0

I have two lists, lzma2_list and rar_list. both have a random number of objects names that vary daily. there is a directory where these objects are, called "O:", there are 2 methods that should handle this data.

bkp.zipto_rar(path,object_name)
bkp.zipto_lzma(path,object_name)

how could i get all items from lists asynchronously without waiting for one to finish?

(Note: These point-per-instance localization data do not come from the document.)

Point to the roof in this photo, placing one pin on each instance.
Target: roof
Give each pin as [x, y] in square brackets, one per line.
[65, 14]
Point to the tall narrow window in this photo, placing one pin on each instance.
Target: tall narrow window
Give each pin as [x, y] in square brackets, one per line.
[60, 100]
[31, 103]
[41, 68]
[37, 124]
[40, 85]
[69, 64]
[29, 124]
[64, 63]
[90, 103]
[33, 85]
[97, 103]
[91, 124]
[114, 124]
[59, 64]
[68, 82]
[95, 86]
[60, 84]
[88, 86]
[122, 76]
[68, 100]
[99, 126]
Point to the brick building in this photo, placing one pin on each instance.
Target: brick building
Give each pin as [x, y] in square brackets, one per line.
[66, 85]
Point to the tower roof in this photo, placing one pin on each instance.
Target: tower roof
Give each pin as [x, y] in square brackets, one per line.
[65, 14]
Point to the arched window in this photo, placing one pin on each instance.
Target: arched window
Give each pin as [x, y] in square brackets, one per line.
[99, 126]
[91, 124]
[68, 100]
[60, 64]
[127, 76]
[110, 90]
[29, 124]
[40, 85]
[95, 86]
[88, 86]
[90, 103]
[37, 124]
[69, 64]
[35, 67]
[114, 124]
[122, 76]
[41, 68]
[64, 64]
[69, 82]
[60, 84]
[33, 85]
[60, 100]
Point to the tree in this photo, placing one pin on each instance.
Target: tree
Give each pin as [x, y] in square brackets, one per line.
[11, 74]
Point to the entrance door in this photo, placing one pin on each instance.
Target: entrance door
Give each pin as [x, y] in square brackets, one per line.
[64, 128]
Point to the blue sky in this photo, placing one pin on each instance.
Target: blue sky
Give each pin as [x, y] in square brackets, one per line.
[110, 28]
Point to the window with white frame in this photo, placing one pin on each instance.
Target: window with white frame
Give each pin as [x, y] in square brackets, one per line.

speed up compression using list asynchronously and threads i tried using the answers to this question but in my case the methods receive 2 parameters, one fixed, referring to the directory, and another that will change constantly, referring to the items in the list.


jhown
  • 1
  • 1
  • What `bkp.zipto_rar` and `bkp.zipto_lzma` do? Is it IO or CPU bound work? – ruohola Dec 07 '22 at 16:07
  • I expect these operations to be CPU-bound. Therefore multiprocessing will be your best option – DarkKnight Dec 07 '22 at 16:14
  • Is the problem that you want to use the map function but you need to pass two arguments instead of one? Then the solution is to use functools.partial to create a new function with the first parameter fixed. – Paul Cornelius Dec 08 '22 at 09:45

1 Answers1

0

As your functions take parameters, you should use functools.partial to convert them to the signature without arguments.

Then you can use asyncio.new_event_loop().run_in_executor to process each item in background threads if the functions are IO-bound, or multiprocessing.Pool to process items in background processes if they are CPU-bound.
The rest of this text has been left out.